Web accessibility isn't just a legal obligation — for Cardiff businesses, it's a direct lever for better Google rankings, more conversions, and a wider customer base across Wales.

Rod Hill·18 March 2026·9 min read

How Web Accessibility Boosts Your Cardiff Business's SEO and Conversions

Most Cardiff businesses treat web accessibility as a compliance checkbox — something to worry about "later", once the site is live and the real work is done. That's a mistake, and it's costing those businesses real money.

Here's the thing: when you build a website that's genuinely accessible to all users, you're not just serving people with disabilities — you're building a faster, cleaner, better-structured site that Google ranks higher, converts more visitors, and costs less to maintain. Accessibility and commercial performance aren't in tension. They reinforce each other.

This guide covers what you need to know as a Cardiff business owner: the legal basics, the SEO connection, the Welsh context, and the practical steps you can take to improve your site this week.


What Is Web Accessibility (and What Does WCAG Actually Mean)?

WCAG stands for Web Content Accessibility Guidelines, produced by the W3C — the international body that sets web standards. The current standard is WCAG 2.2, with WCAG 3.0 in development.
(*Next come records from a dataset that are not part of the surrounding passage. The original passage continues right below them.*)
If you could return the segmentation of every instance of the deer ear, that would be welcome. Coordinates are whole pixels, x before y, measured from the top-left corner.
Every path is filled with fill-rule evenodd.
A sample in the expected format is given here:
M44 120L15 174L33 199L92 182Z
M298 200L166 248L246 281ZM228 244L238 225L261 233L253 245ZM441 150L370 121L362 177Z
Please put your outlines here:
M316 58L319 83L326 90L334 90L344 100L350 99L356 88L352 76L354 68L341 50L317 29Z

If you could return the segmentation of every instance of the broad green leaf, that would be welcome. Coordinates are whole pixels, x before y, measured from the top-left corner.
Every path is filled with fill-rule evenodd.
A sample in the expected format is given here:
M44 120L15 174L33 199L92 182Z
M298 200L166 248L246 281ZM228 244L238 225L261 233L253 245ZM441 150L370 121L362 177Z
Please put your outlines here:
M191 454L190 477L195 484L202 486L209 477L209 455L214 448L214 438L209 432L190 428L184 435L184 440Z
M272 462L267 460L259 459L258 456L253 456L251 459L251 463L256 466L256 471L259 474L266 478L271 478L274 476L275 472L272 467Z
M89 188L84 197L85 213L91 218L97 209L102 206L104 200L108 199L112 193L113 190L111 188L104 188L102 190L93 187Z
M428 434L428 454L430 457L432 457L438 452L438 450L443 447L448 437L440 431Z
WCAG is built around four core principles, often remembered as POUR:

  • Perceivable — Information must be presentable in ways all users can perceive (e.g., alt text on images, captions on video)
  • Operable — Interface components must be operable by keyboard and assistive technologies, not just mouse
  • Understandable — Content and navigation must be understandable
  • Robust — Content must be robust enough to work with current and future assistive technologies

WCAG has three levels: A (minimum), AA (standard compliance), and AAA (enhanced). UK public sector bodies are legally required to meet WCAG 2.1 AA. Private sector businesses aren't subject to the same direct obligation — yet — but the Equality Act 2010 creates a clear duty not to discriminate against disabled users, which courts are increasingly interpreting to include digital access.


The Legal Picture for Cardiff Businesses

Let's be direct: UK accessibility law for private businesses is less prescriptive than, say, the ADA in the United States — but that doesn't mean you're off the hook.

The Equality Act 2010 requires businesses to make "reasonable adjustments" for disabled people. The Information Commissioner's Office and the Equality and Human Rights Commission have both indicated that inaccessible websites can constitute indirect discrimination. Employment tribunals and civil courts have upheld accessibility complaints against private organisations.

For Cardiff businesses serving the public — retail, hospitality, professional services, healthcare, financial services — the risk is real. A formal complaint about an inaccessible website is embarrassing, potentially expensive, and entirely avoidable.

More importantly: the Welsh public sector accessibility regulations (transposing the EU Directive) set a benchmark that has influenced expectations across the board. If you're selling to public sector clients in Wales — councils, NHS Wales, Welsh Government agencies — an inaccessible website is increasingly a procurement disqualifier.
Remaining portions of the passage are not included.